Sebagai pebisnis, pria asal Desa Panembong, Garut, Jawa Barat ini tidak hanya memikirkan keuntungan. Melalui usahanya itu, ia juga ingin meningkatkan taraf hidup masyarakat di kampungnya.
Apalagi, banyak warga di kampungnya yang selama ini hidup serba kekurangan, karena tidak memiliki pekerjaan tetap.
Terdorong keinginan untuk meningkatkan taraf hidup masyarakat tersebut, Abdul mengajak warga untuk terlibat di dalam bisnis yang dikelolanya. "Mayoritas warga saya libatkan di dalam aktivitas produksi jilbab," kata Abdul.
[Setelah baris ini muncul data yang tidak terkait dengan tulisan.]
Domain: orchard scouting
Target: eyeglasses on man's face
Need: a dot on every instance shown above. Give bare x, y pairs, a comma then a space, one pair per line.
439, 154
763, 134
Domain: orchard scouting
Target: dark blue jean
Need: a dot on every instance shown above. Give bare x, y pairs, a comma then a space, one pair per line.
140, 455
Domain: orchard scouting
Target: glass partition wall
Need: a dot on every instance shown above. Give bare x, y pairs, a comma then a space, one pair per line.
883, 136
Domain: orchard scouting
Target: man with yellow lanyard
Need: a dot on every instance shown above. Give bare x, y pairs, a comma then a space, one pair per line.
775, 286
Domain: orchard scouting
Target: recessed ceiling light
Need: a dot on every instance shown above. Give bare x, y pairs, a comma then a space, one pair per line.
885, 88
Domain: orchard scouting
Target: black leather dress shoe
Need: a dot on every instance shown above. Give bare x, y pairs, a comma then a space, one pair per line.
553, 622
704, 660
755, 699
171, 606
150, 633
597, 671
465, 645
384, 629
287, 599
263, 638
Kini, tidak kurang dari 50 warga yang terlibat di dalam usaha pembuatan jilbab tersebut. Dengan bekerja kepada Abdul, mereka memiliki pekerjaan tetap yang bisa menjadi penopang hidup keluarga.
Awalnya, belum banyak warga yang dilibatkan dalam usaha pembuatan jilbab ini. "Ketika baru pertama membuka usahanya ini, saya hanya merekrut beberapa orang," kata Abdul.
Namun seiring perkembangan usaha yang kian pesat, ia pun membutuhkan tenaga yang lebih banyak. Maka, Abdul memilih memberdayakan masyarakat sekitar tempat tinggalnya.
Warga dilibatkan mulai pemotongan bahan, penjahitan hingga pengepakan. Bagi warga yang belum memiliki keterampilan menjahit, ia memberikan pelatihan sampai warga benar-benar menguasai keterampilan menjahit sesuai standar yang diinginkan Abdul.
Mayoritas warga mengerjakan tahap-tahap produksi jilbab di rumah masing-masing. Namun, seluruh keperluan produksi, seperti kain, benang, dan mesin jahit, sudah dipenuhi semua oleh Abdul. "Warga boleh membawa ke rumah masing-masing," katanya.
Sebagian kecil warga memang ada yang melakukan produksi di bengkel kerja milik Abdul. Namun, besaran upah yang mereka terima berbeda dengan warga yang produksi di rumah. Soalnya, mereka yang bekerja di bengkel milik Abdul juga mendapat fasilitas makan pagi dan makan siang.
Selain itu, ada juga fasilitas makanan ringan dan rokok selama bekerja. Makanya, upah yang mereka dapat lebih kecil dari mereka yang produksi di rumah sendiri. "Mereka yang kerja di rumah menanggung ongkos produksi sendiri, seperti makan dan listrik," ujarnya.
Menurut Abdul, rata-rata warga bisa menghasilkan sebanyak satu sampai tiga kodi jilbab per hari. Kalau bahan yang dikerjakan rumit, biasanya mereka hanya bisa mengerjakan satu sampai dua kodi.
Untuk warga yang produksi di rumah sendiri, hasil kerjanya dihargai Rp 30.000 per kodi. Sementara yang bekerja di bengkel milik Abdul, nilainya di bawah itu. Oleh Abdul, jilbab tersebut dijual Rp 300.000 per kodi.
Ke depan, ia ingin melibatkan lebih banyak warga. Hal itu sejalan dengan rencananya menggenjot produksi jilbab yang saat ini berjumlah 200 kodi per bulan.
Untuk mendukung rencananya itu, ia akan telah menjajaki beberapa daerah yang belum pernah dirambahnya.